AI Output Disclosures: Use, Provenance, Adverse Incidents
Those impacted by an AI system should know when AI is being used.122 Some commenters expressed support for disclosing the use of AI when people interact with AI-powered customer service tools (e.g., chatbots).123 The Blueprint for AIBoR posited that individuals should know when an automated system is being used in a context that may affect that individual’s rights and opportunities.124 Indeed, such transparency is already required by law if failure to disclose violates consumer protections.125 In its attempt to effectuate a requirement for such notice in the employment context, New York City is now requiring that employers using AI systems in the hiring or promotion process inform job applicants and employees of such use.126 Several states require private entities to disclose certain uses of automated processing of personal information and/or to conduct risk assessments when engaging in those uses.127
In addition to knowing about AI use in decision-making contexts, people should also have the information to make sense of AI outputs. As the Blueprint for AIBoR put it, people should be “able to understand when audio or visual content is AI-generated.”128 One commenter argued that when products “simulate another person,” they “must either have that person’s explicit consent or be clearly labeled as ‘simulated’ or ‘parody.’”129 This is especially important in the context of AI-generated images or videos that depict an intimate image of a person without their consent, given the evidence that victims of image-based abuse experience psychological distress.130 Commenters expressed worry about alterations to original “ground truth” content or fabrications of real-seeming content, such as deep fakes or hallucinated chatbot outputs.131 Some commenters pointed to the particular dangers of generative AI faking scientific work and other scholarly output, and thought these merited requirements that systems disclose information about training data.132
There is a family of methods to make AI outputs more identifiable and traceable, the development of which should be a high priority and requires both technical and non-technical contributions.
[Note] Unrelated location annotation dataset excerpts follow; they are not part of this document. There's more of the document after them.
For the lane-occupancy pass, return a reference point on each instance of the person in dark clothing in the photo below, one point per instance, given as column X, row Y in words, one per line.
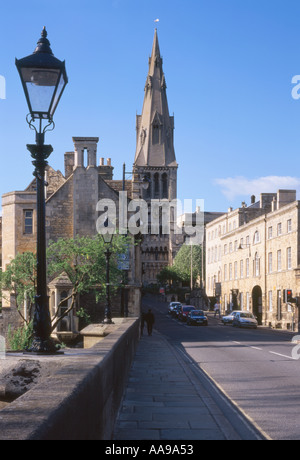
column 143, row 319
column 150, row 321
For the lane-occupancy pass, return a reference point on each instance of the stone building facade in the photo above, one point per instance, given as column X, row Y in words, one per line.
column 72, row 196
column 71, row 210
column 253, row 255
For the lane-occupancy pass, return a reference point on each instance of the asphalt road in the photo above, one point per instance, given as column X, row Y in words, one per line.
column 253, row 368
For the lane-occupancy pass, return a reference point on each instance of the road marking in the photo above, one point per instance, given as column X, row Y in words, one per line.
column 279, row 354
column 237, row 406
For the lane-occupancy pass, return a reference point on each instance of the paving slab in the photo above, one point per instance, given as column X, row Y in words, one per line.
column 162, row 402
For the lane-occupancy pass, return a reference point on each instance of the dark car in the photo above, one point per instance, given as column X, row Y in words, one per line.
column 184, row 312
column 173, row 305
column 197, row 318
column 176, row 310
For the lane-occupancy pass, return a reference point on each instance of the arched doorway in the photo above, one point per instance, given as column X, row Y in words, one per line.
column 257, row 303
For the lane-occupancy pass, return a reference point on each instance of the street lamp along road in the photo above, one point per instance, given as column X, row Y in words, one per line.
column 107, row 238
column 44, row 79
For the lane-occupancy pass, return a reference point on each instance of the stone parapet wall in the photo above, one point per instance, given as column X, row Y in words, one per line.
column 81, row 400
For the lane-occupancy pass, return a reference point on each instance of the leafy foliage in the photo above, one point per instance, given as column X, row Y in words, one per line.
column 82, row 259
column 180, row 272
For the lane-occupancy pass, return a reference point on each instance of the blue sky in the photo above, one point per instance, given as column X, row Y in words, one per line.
column 229, row 67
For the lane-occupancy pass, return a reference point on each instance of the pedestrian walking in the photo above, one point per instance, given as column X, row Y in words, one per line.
column 217, row 308
column 150, row 321
column 143, row 319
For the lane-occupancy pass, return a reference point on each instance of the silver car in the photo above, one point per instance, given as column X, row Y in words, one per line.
column 173, row 305
column 245, row 319
column 228, row 319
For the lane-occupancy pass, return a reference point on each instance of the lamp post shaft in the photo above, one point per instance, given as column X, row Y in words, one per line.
column 107, row 313
column 42, row 342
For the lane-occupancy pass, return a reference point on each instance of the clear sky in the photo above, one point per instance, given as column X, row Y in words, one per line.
column 229, row 66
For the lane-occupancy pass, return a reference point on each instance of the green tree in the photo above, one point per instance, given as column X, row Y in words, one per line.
column 188, row 257
column 19, row 280
column 81, row 258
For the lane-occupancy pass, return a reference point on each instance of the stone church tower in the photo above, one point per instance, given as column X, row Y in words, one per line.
column 155, row 158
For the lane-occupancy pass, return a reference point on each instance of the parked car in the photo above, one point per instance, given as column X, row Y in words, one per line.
column 228, row 319
column 184, row 312
column 245, row 319
column 173, row 305
column 197, row 318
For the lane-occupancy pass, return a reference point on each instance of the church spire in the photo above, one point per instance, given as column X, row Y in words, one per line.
column 155, row 127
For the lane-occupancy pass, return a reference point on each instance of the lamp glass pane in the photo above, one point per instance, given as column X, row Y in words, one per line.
column 40, row 84
column 107, row 237
column 60, row 89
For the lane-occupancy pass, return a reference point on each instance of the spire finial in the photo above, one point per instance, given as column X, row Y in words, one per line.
column 43, row 45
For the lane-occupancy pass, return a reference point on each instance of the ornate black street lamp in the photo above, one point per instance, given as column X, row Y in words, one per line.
column 107, row 238
column 44, row 79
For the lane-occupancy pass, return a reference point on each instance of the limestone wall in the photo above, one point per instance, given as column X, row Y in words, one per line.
column 81, row 400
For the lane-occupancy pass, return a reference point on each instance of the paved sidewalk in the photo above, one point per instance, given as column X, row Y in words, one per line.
column 164, row 402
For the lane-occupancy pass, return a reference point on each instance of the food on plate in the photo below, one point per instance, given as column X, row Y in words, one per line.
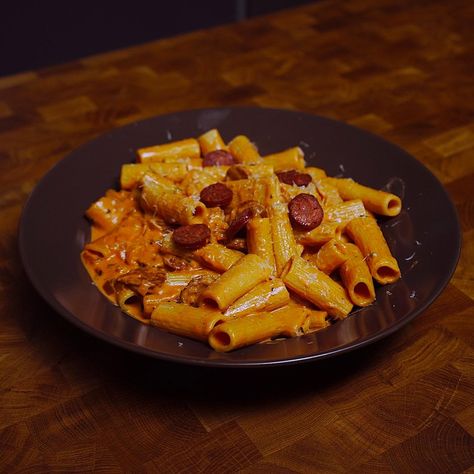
column 213, row 241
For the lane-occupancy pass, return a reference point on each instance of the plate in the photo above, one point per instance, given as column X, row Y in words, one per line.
column 425, row 237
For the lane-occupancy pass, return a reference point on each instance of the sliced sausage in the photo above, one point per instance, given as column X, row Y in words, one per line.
column 218, row 158
column 192, row 236
column 216, row 195
column 305, row 212
column 294, row 177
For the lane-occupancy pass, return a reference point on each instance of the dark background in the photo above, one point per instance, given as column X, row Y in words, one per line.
column 35, row 34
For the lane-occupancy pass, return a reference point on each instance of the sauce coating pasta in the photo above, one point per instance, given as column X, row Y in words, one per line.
column 215, row 242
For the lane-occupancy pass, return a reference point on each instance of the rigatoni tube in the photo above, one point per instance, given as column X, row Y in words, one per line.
column 366, row 233
column 315, row 286
column 185, row 320
column 266, row 296
column 248, row 272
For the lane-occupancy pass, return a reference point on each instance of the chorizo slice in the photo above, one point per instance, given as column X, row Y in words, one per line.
column 192, row 236
column 305, row 212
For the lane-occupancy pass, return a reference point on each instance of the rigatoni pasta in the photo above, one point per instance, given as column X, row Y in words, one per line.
column 211, row 240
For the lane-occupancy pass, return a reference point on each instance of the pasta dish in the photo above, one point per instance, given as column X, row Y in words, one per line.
column 212, row 241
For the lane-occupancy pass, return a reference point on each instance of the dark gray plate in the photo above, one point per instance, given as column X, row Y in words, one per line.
column 425, row 237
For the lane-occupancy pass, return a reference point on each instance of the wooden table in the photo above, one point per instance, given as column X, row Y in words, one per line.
column 68, row 402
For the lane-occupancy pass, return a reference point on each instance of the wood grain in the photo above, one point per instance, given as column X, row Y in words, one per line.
column 69, row 403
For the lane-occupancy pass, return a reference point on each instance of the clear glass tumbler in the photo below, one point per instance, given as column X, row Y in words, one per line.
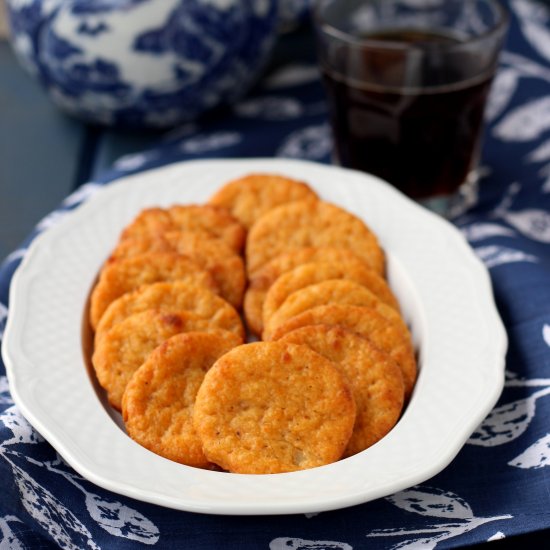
column 407, row 82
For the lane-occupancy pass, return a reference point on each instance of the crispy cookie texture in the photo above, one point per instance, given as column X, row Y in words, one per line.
column 176, row 296
column 261, row 281
column 211, row 254
column 333, row 291
column 317, row 272
column 376, row 380
column 387, row 332
column 157, row 405
column 215, row 221
column 309, row 223
column 251, row 196
column 271, row 407
column 123, row 349
column 129, row 274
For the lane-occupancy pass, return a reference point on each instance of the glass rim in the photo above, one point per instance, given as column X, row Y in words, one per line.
column 387, row 45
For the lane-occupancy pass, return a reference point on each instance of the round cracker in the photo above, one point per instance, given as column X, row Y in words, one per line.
column 376, row 380
column 317, row 272
column 388, row 333
column 271, row 407
column 334, row 291
column 123, row 349
column 175, row 296
column 251, row 196
column 213, row 255
column 217, row 222
column 157, row 405
column 128, row 274
column 310, row 223
column 261, row 281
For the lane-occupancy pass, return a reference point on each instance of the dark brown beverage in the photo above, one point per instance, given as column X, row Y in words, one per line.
column 423, row 137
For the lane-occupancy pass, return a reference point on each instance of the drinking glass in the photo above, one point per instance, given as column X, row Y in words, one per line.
column 407, row 82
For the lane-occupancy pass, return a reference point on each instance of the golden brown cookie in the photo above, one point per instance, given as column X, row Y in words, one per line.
column 213, row 255
column 335, row 291
column 130, row 273
column 261, row 280
column 251, row 196
column 217, row 222
column 317, row 272
column 307, row 223
column 376, row 380
column 157, row 405
column 388, row 333
column 271, row 407
column 176, row 296
column 123, row 349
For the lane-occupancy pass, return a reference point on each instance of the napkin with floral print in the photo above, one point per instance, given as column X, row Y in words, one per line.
column 498, row 484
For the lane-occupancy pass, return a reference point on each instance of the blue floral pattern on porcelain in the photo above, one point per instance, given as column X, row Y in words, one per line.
column 143, row 63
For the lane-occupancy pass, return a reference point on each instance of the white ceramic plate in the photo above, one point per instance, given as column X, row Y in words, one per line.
column 445, row 294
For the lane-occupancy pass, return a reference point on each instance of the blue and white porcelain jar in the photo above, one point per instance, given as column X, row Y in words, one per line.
column 143, row 63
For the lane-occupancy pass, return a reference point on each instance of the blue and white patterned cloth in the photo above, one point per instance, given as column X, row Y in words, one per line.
column 497, row 486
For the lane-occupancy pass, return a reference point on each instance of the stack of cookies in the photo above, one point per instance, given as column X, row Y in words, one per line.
column 335, row 363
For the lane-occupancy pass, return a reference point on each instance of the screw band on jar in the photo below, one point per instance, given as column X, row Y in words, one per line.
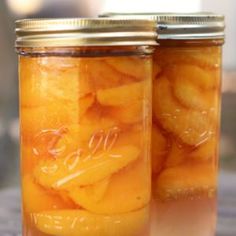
column 84, row 32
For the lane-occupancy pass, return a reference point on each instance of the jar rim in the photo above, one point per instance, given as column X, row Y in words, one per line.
column 61, row 32
column 181, row 26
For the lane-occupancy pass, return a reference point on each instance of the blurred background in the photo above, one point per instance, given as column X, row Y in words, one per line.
column 10, row 10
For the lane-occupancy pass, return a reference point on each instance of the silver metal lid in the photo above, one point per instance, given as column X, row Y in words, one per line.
column 84, row 32
column 181, row 26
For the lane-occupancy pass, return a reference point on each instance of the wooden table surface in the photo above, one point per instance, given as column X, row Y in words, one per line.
column 10, row 219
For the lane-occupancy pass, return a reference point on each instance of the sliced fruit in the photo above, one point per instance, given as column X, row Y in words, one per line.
column 177, row 154
column 84, row 104
column 186, row 182
column 192, row 127
column 159, row 149
column 156, row 67
column 78, row 169
column 128, row 190
column 205, row 151
column 28, row 159
column 204, row 57
column 122, row 95
column 135, row 66
column 193, row 97
column 100, row 74
column 36, row 199
column 184, row 73
column 45, row 80
column 130, row 113
column 84, row 223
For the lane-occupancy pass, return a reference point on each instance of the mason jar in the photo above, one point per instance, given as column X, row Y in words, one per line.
column 85, row 125
column 186, row 121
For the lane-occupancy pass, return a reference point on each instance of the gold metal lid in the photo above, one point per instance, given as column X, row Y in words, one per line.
column 181, row 26
column 84, row 32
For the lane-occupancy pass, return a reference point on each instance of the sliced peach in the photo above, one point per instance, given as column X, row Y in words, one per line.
column 135, row 66
column 204, row 57
column 84, row 103
column 186, row 181
column 28, row 159
column 183, row 74
column 130, row 113
column 156, row 68
column 122, row 95
column 206, row 151
column 139, row 138
column 177, row 154
column 78, row 169
column 128, row 190
column 36, row 199
column 192, row 127
column 192, row 96
column 37, row 121
column 84, row 223
column 159, row 149
column 100, row 74
column 46, row 80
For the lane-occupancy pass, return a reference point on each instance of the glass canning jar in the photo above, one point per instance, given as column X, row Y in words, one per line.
column 186, row 121
column 85, row 121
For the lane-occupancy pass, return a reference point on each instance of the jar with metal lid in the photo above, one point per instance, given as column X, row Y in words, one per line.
column 186, row 121
column 85, row 121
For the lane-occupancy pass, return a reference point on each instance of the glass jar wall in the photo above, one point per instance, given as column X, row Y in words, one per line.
column 85, row 119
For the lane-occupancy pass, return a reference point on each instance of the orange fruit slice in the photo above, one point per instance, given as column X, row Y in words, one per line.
column 128, row 190
column 186, row 182
column 36, row 199
column 77, row 169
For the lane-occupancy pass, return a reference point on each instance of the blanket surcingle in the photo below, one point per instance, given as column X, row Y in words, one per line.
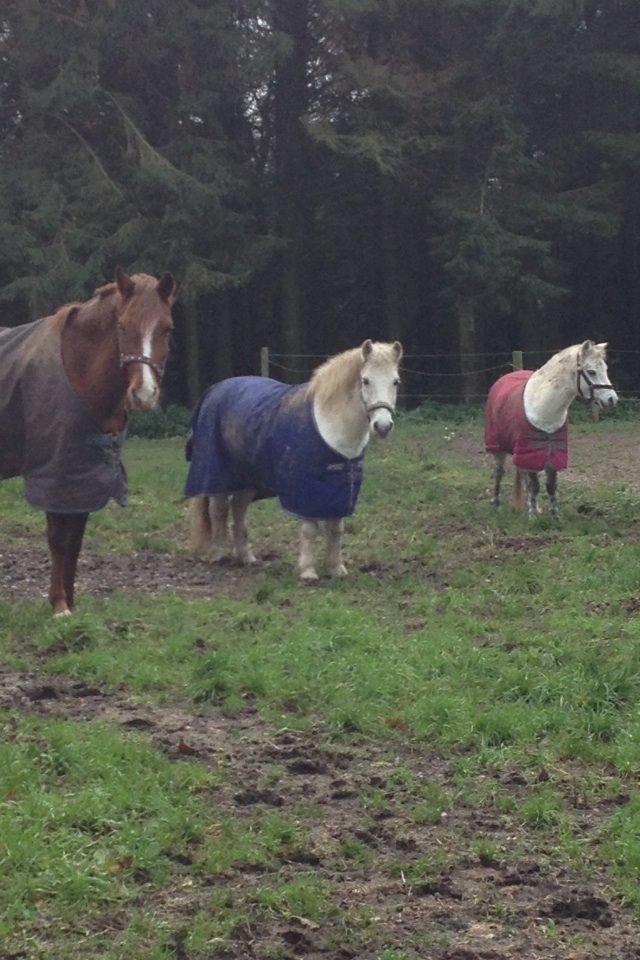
column 254, row 433
column 47, row 432
column 507, row 430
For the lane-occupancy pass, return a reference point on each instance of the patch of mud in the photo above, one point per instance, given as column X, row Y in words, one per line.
column 418, row 889
column 600, row 456
column 25, row 570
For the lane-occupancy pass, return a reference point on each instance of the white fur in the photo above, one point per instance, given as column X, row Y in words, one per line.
column 148, row 390
column 345, row 426
column 551, row 390
column 348, row 429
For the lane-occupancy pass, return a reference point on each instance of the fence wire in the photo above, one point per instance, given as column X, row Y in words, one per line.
column 304, row 372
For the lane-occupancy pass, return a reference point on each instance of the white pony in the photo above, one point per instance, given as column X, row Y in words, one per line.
column 252, row 437
column 526, row 416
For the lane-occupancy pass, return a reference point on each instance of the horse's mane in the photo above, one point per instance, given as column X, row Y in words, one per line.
column 335, row 379
column 570, row 356
column 97, row 310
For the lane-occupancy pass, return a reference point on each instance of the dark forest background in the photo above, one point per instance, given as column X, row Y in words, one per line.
column 458, row 174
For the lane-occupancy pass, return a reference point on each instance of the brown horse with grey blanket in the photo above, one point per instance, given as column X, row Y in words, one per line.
column 65, row 384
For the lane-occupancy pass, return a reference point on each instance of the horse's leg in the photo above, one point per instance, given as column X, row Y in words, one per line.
column 306, row 566
column 552, row 481
column 200, row 524
column 334, row 530
column 219, row 515
column 56, row 536
column 533, row 489
column 239, row 506
column 76, row 523
column 498, row 474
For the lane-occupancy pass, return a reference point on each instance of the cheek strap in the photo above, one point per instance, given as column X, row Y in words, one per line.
column 126, row 358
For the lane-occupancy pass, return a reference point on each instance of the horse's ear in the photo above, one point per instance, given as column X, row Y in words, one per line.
column 72, row 313
column 126, row 286
column 166, row 287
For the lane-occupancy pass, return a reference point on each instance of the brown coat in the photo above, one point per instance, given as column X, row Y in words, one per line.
column 47, row 432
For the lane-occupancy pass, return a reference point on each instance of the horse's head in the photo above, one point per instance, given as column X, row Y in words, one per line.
column 379, row 381
column 593, row 378
column 143, row 308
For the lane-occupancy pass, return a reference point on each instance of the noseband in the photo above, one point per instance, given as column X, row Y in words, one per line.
column 126, row 358
column 582, row 373
column 378, row 406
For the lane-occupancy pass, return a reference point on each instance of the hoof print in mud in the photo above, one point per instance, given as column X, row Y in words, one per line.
column 583, row 908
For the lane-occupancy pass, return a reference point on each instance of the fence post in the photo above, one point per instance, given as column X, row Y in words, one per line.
column 264, row 361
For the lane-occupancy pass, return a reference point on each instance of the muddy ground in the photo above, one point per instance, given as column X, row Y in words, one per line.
column 474, row 908
column 609, row 456
column 507, row 907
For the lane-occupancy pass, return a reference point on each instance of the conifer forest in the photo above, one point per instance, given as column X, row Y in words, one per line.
column 459, row 174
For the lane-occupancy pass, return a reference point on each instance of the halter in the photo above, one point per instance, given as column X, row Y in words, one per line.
column 581, row 372
column 126, row 358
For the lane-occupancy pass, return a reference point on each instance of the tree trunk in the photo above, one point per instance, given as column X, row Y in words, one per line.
column 291, row 97
column 467, row 339
column 192, row 351
column 222, row 339
column 391, row 261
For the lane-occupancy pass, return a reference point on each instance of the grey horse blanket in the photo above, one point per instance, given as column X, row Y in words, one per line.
column 47, row 433
column 254, row 433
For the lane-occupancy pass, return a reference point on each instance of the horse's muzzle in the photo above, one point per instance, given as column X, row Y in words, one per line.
column 144, row 398
column 383, row 427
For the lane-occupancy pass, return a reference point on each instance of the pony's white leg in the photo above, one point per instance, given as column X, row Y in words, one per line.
column 334, row 530
column 498, row 473
column 533, row 489
column 219, row 517
column 306, row 566
column 552, row 480
column 239, row 506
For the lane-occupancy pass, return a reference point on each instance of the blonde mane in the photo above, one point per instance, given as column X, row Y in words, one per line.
column 569, row 357
column 333, row 381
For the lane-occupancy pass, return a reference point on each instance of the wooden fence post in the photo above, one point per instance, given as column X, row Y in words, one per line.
column 264, row 361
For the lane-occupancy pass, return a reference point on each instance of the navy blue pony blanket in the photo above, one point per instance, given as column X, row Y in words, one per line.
column 254, row 433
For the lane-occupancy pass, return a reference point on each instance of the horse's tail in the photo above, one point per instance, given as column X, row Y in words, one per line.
column 200, row 524
column 518, row 490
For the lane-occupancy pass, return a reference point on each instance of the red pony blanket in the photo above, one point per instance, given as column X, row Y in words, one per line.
column 507, row 430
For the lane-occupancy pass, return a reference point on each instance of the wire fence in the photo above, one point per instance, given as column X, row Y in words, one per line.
column 422, row 383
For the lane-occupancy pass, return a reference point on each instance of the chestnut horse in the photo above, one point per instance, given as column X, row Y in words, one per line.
column 65, row 384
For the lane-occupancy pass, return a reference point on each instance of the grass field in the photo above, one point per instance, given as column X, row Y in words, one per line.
column 435, row 758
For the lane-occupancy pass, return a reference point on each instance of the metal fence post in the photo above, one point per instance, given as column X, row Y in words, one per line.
column 264, row 361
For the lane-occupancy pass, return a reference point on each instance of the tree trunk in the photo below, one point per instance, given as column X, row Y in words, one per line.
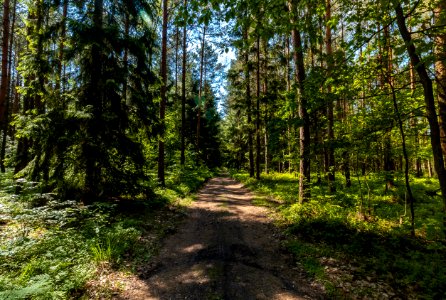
column 163, row 73
column 248, row 104
column 330, row 132
column 95, row 99
column 406, row 156
column 4, row 75
column 265, row 88
column 8, row 97
column 440, row 69
column 258, row 111
column 183, row 93
column 304, row 167
column 200, row 91
column 428, row 98
column 126, row 59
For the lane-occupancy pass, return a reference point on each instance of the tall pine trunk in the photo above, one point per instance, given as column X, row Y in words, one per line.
column 248, row 104
column 163, row 73
column 258, row 111
column 4, row 68
column 183, row 93
column 200, row 89
column 440, row 69
column 304, row 167
column 8, row 89
column 429, row 100
column 330, row 131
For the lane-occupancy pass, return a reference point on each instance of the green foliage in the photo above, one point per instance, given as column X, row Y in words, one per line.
column 371, row 237
column 50, row 248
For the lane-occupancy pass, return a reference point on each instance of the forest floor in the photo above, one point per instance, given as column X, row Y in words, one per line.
column 227, row 248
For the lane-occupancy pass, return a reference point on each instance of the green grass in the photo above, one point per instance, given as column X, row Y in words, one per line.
column 363, row 227
column 50, row 248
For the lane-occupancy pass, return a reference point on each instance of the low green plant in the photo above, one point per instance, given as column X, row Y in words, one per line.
column 366, row 228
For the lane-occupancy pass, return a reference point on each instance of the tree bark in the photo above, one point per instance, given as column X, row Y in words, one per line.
column 183, row 93
column 8, row 88
column 200, row 90
column 4, row 75
column 248, row 104
column 440, row 69
column 330, row 118
column 304, row 166
column 428, row 99
column 163, row 73
column 258, row 111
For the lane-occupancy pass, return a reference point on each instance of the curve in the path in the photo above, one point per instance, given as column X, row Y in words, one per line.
column 226, row 249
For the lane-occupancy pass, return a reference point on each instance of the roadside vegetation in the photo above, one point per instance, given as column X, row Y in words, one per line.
column 357, row 241
column 57, row 249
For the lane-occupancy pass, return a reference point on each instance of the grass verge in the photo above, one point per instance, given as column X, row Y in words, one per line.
column 357, row 241
column 57, row 249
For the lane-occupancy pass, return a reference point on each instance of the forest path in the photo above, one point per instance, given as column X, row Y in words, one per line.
column 226, row 249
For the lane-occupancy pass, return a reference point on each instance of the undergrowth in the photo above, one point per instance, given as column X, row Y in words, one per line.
column 365, row 228
column 50, row 248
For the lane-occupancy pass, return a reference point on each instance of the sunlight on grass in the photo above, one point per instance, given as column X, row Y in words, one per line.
column 362, row 228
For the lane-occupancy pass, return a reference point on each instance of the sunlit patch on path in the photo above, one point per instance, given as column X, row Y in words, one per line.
column 226, row 249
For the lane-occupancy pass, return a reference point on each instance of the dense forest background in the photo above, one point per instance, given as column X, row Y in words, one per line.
column 104, row 100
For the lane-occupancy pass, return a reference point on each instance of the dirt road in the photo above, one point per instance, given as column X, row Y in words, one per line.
column 226, row 249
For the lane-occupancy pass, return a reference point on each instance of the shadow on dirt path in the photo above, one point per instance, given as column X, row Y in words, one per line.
column 226, row 249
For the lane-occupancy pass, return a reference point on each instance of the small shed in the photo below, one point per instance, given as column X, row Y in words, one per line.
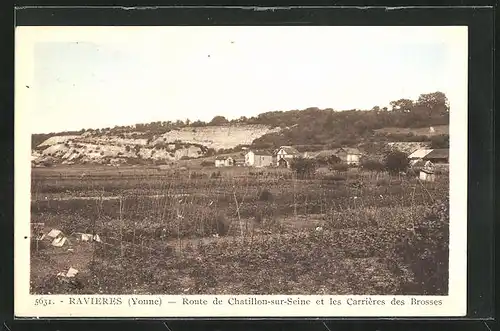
column 438, row 156
column 283, row 163
column 427, row 175
column 224, row 161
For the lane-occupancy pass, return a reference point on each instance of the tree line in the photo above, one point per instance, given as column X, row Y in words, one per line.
column 311, row 126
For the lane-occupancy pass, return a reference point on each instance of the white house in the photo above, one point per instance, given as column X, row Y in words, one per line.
column 427, row 175
column 348, row 155
column 224, row 161
column 259, row 159
column 418, row 155
column 285, row 154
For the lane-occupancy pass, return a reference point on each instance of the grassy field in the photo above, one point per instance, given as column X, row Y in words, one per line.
column 240, row 231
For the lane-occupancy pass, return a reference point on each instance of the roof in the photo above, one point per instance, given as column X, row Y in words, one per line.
column 262, row 152
column 438, row 154
column 223, row 157
column 419, row 153
column 290, row 150
column 323, row 153
column 348, row 150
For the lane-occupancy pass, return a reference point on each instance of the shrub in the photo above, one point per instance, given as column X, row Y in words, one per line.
column 303, row 167
column 216, row 174
column 372, row 165
column 396, row 162
column 425, row 250
column 265, row 195
column 340, row 167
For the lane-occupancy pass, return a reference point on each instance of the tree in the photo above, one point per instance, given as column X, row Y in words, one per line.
column 372, row 165
column 218, row 120
column 441, row 141
column 436, row 101
column 303, row 167
column 396, row 161
column 329, row 160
Recognizing this need, the AI EO tasks the Commerce Department with “develop[ing] guidance regarding the existing tools and practices for digital content authentication and synthetic content detection measures.”133 Notably, one of the objectives of the AI EO is to establish provenance markers for digital content – synthetic or not -- produced by or on behalf of the federal government.
- Provenance refers to the origin of data or AI system outputs.134 For training data, relevant provenance questions might be: Where does the material come from? Is it protected by copyright, trademark, or other intellectual property rights? Is it from an unreliable or biased dataset? For system outputs, provenance questions might be: What system generated this output? Was this information altered by AI or other digital tools?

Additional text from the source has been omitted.